Ele falou que ia conseguir Mun e se vingar de nós.

Como se fosse culpa nossa que a nossa irmã irresponsável resolveu dar rolê com Lilith.


Mas algo nos instintos de Shu dizia que algo estava prestes a dar errado com esse assunto.

E agora principalmente, com tudo que podia acontecer.

Meu pai, os profetas, a Rebelião e a "patrulha das mulheres". Todos uns contra os outros.

O motivo da batalha nem eu sabia direito.

Mas dava um sentimento estranho. Ruim.

Um aperto no estômago que nunca havia sentido antes.

E sabia que todos estavam com a mesma sensação.

Reijii se trancou num laboratório improvisado na biblioteca e não saiu desde então.

Ayato e Laito nem falavam direito. O que era no mínimo bizarro.
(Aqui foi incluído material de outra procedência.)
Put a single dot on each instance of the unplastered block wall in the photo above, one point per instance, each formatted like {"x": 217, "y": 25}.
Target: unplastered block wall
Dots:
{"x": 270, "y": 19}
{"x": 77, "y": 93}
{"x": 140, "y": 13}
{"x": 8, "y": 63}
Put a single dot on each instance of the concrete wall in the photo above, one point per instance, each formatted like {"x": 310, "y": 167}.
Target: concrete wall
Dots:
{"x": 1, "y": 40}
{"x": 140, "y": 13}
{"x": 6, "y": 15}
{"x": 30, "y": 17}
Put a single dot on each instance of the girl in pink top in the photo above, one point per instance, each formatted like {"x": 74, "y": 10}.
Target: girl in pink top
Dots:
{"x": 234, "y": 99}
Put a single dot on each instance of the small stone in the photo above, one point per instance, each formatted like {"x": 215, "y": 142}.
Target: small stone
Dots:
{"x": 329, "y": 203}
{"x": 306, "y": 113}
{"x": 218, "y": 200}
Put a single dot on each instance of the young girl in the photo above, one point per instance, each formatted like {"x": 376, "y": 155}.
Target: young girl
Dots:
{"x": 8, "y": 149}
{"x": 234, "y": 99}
Kanato e Subaru estavam irritaveis como sempre, mas nem deram piti nas últimas semanas.


Os Mukami permaneciam irritantes como sempre.

Ruki havia mudado mais, ficando ainda mais fechado.
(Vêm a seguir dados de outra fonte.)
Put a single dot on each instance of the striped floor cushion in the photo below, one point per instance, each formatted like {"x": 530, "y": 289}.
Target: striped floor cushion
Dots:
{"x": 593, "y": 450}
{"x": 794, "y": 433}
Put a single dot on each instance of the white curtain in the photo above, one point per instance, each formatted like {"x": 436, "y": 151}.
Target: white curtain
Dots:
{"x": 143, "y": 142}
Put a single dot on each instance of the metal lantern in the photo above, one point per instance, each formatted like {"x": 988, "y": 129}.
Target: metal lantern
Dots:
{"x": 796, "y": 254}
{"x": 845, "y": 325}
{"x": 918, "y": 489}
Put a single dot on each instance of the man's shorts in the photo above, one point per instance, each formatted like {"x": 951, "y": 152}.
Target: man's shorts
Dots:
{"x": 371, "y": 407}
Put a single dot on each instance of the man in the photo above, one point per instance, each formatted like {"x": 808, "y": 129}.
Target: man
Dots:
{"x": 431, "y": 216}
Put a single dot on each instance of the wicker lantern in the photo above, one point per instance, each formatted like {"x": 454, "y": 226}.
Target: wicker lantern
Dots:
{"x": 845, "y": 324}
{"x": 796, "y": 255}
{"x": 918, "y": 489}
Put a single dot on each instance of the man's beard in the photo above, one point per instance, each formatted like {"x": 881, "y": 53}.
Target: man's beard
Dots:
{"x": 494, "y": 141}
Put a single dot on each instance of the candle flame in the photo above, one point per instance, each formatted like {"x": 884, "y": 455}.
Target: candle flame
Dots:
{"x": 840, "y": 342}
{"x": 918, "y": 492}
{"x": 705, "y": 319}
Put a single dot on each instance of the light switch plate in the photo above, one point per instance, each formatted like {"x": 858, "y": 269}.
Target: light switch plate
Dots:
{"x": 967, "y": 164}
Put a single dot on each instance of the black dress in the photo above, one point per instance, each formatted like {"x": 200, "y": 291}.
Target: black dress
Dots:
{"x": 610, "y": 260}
Kou ainda trabalhava, Yuma cuidava de sua horta e Azusa fazia… o que quer que ele vivia fazendo no seu quarto.

As famílias mal se falavam.

Tinham horários de comer diferentes, e até cozinhavam coisas diferentes.

Todos sabiam que dividir casa tinha sido uma coisa inoportuna e apenas era necessária durante a guerra.

Me levantei, percebendo que não ia conseguir dormir no sofá pensando tanto.

Olhei pro céu noturno. Só consegui pensar sobre onde elas estavam.

No que estavam fazendo.

Queria ter uma carta. Só isso. Para a paz de meu coração.

Mas talvez não pudessem.

Talvez eu ainda não fosse digno o bastante de receber essa notícia.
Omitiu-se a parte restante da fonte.